Oración de Julie y palabras de cierre
Estas escrituras están ahí para que te aferres a ellas incluso en medio de la batalla más grande y fea que hayas tenido en tu vida. Dios usó estas escrituras en mi propia vida y esa es la razón por la que estoy acá predicando la Palabra de Dios. Porque sé que es real y no hay nadie en la faz de este planeta que me pueda decir que las palabras de Dios no se cumplen. Porque vi que pasó en mi vida una y otra y otra y otra vez. A veces no parecía que las cosas iban a salir por ese camino. Sí, a veces estuve a punto de rendirme. Totalmente. Por culpa de las situaciones y las circunstancias, me caí un montón de veces. Cometí errores. Me caí. Me di por vencida. Renuncié a mí misma. Nunca renuncié a Dios, pero sí renuncié a mí misma. Cuando conocés la verdad, la verdad te hace libre.
En 2 Crónicas 20:15, él dijo: «El Señor les dice esto: no tengan miedo ni se desanimen por este gran ejército, porque la batalla no es de ustedes, sino de Dios». Hay tanta gente que escribe porque está perdiendo sus autos, sus casas, que perdió a seres queridos, que perdió sus trabajos, que está perdiendo la batalla en su cuerpo… Algunas personas están perdiendo la batalla en su mente. Esa no es la voluntad de Dios para vos. Dios sabe por lo que estás pasando. Dios escucha los gritos de su pueblo y promete librarnos de todos ellos.
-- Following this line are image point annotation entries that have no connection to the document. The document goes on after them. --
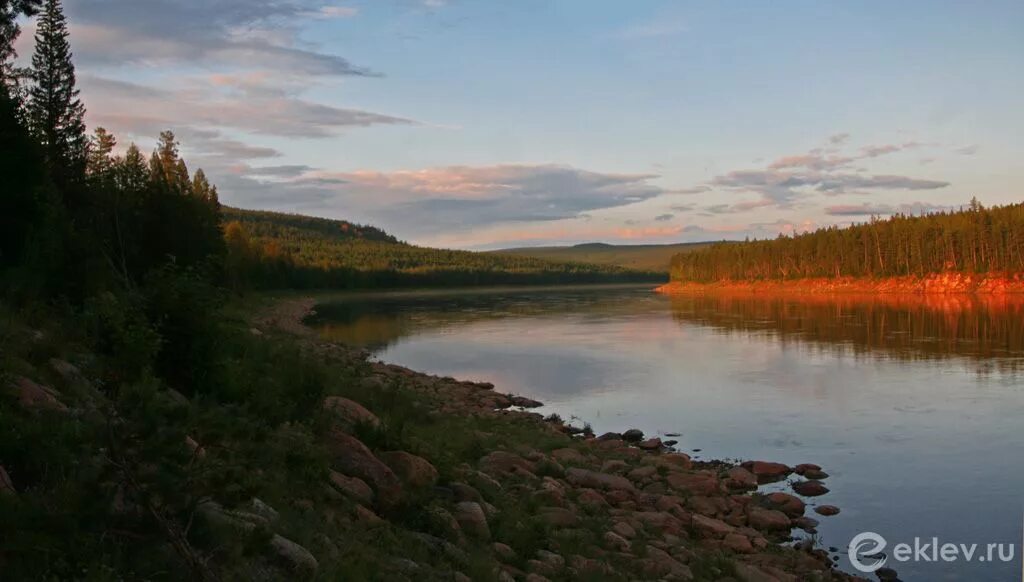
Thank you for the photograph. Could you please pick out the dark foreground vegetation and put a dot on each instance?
(975, 240)
(151, 429)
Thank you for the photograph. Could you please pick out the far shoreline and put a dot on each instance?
(940, 284)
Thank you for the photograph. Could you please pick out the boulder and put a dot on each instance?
(762, 518)
(524, 402)
(296, 555)
(6, 486)
(353, 488)
(826, 510)
(737, 543)
(788, 504)
(591, 499)
(810, 488)
(504, 551)
(696, 483)
(470, 516)
(615, 541)
(503, 462)
(31, 395)
(711, 527)
(633, 435)
(415, 472)
(463, 492)
(353, 458)
(557, 516)
(594, 480)
(650, 444)
(350, 414)
(738, 477)
(567, 455)
(625, 530)
(767, 471)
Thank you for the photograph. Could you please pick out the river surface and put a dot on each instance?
(913, 406)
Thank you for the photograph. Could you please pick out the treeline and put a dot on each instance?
(972, 240)
(269, 250)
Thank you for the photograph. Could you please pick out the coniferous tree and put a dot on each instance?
(55, 113)
(9, 31)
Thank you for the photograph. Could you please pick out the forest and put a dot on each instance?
(140, 414)
(271, 250)
(975, 240)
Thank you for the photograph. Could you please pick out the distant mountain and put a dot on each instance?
(297, 251)
(638, 257)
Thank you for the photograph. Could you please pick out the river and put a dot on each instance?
(914, 406)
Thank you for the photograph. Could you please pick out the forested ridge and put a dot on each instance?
(146, 430)
(271, 250)
(975, 240)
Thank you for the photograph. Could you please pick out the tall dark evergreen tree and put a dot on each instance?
(55, 113)
(9, 31)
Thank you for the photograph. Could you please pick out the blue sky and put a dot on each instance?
(483, 124)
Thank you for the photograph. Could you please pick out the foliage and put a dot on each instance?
(273, 250)
(973, 240)
(639, 257)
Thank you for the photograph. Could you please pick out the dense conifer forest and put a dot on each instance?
(975, 240)
(121, 350)
(270, 250)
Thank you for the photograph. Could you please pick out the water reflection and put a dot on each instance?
(988, 331)
(912, 404)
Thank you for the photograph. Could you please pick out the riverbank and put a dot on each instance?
(537, 499)
(951, 283)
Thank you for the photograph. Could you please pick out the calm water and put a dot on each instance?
(914, 407)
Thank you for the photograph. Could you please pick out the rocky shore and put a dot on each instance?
(395, 474)
(542, 500)
(949, 283)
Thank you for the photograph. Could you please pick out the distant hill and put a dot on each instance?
(291, 250)
(638, 257)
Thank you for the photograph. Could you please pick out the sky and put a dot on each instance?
(485, 124)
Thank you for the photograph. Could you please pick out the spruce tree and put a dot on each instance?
(55, 113)
(9, 31)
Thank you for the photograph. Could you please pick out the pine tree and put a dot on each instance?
(55, 113)
(98, 160)
(9, 31)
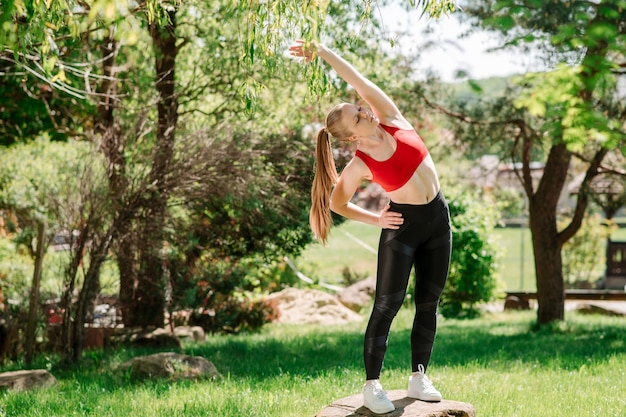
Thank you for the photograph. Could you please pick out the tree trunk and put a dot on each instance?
(546, 241)
(150, 295)
(548, 264)
(34, 292)
(127, 265)
(88, 294)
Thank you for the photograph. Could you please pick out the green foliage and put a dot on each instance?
(473, 265)
(510, 202)
(584, 255)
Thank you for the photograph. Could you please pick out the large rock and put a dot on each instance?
(359, 294)
(26, 380)
(406, 407)
(311, 307)
(170, 365)
(157, 339)
(605, 310)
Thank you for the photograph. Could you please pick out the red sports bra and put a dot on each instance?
(394, 172)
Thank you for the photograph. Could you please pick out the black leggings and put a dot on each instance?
(424, 241)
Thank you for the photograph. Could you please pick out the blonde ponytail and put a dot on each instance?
(325, 178)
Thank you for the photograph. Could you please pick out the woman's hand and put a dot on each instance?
(390, 219)
(303, 49)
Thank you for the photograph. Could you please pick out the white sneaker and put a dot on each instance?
(421, 387)
(375, 398)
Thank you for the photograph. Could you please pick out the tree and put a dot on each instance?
(54, 43)
(571, 112)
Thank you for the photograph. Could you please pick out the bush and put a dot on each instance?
(473, 265)
(584, 255)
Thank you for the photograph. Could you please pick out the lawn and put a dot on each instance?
(497, 363)
(352, 247)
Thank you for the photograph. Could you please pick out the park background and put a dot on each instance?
(220, 243)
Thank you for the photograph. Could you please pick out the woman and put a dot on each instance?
(415, 223)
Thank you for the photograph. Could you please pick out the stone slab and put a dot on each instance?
(26, 380)
(406, 407)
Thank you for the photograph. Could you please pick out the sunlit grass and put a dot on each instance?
(497, 363)
(516, 269)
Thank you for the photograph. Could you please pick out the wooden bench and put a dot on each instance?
(521, 299)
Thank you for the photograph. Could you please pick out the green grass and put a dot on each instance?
(497, 363)
(516, 267)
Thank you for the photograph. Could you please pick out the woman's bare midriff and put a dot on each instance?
(421, 188)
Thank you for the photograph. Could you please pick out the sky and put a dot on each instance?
(449, 51)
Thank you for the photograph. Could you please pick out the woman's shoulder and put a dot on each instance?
(397, 122)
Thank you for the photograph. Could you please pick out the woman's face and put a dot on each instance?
(359, 120)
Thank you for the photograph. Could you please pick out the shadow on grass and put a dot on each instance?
(497, 342)
(485, 342)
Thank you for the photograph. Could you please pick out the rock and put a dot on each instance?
(311, 307)
(406, 407)
(26, 380)
(513, 302)
(596, 309)
(190, 332)
(359, 294)
(157, 339)
(170, 365)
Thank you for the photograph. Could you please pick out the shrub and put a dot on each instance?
(473, 265)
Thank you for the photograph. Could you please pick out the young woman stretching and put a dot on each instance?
(415, 224)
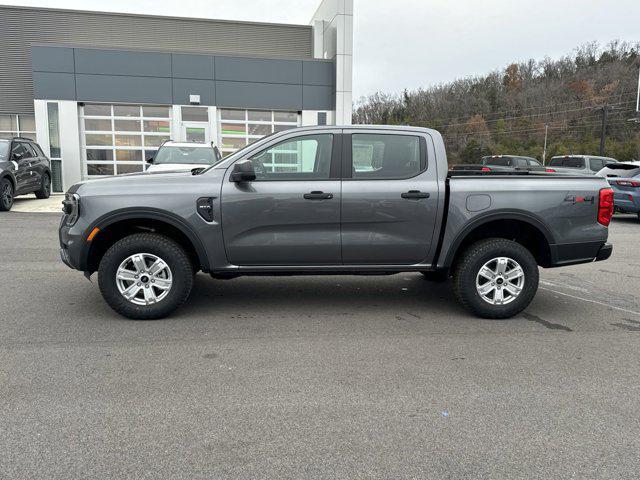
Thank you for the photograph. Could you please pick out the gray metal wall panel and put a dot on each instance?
(120, 62)
(258, 70)
(183, 87)
(281, 86)
(192, 66)
(55, 86)
(259, 95)
(48, 59)
(318, 73)
(112, 30)
(109, 88)
(318, 97)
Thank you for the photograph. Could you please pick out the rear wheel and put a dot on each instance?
(6, 195)
(45, 187)
(496, 278)
(145, 276)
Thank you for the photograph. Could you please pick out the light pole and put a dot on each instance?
(544, 151)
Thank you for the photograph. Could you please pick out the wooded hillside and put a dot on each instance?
(505, 112)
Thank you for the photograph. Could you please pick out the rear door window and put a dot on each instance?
(378, 156)
(596, 164)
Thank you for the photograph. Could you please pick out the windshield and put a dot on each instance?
(498, 161)
(4, 150)
(184, 155)
(567, 162)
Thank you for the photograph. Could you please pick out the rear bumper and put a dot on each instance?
(575, 253)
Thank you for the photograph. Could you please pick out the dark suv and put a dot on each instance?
(24, 168)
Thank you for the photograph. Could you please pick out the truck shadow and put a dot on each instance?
(329, 294)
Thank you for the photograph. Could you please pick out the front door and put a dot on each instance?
(290, 215)
(389, 198)
(198, 132)
(22, 158)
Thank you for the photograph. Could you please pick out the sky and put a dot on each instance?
(410, 44)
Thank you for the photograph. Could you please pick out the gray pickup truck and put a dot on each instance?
(333, 200)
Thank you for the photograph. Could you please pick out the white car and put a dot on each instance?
(183, 156)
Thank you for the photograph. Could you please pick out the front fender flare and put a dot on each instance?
(152, 214)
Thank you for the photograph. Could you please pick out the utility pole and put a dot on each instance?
(544, 151)
(604, 129)
(605, 109)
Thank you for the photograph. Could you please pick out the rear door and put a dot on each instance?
(290, 215)
(389, 197)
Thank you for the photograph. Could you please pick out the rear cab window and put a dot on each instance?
(567, 162)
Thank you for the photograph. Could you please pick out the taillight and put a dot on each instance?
(628, 183)
(605, 207)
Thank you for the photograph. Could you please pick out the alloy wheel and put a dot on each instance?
(500, 281)
(144, 279)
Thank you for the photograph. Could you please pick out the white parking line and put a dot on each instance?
(591, 301)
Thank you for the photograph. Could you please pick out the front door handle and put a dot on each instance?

Y uno de estos días capaz les comparta todo lo que pasé, incluso mientras estaba detrás de esta cámara… o delante de esta cámara, mejor dicho. Me atacaban casi en cada programa en vivo. Nadie lo sabía. Me ponía una sonrisa en la cara y actuaba como si no pasara nada hasta que terminaba; ahí me frustraba un montón y a veces me ponía a llorar porque sabía que estaba haciendo la voluntad de Dios y no podía entender qué estaba pasando. Hay momentos en que la gente está peleando batallas pero tiene esa sonrisa en la cara y uno nunca sabe por lo que está pasando. Por eso, obviamente, estamos ahí para interceder, estamos ahí para orar.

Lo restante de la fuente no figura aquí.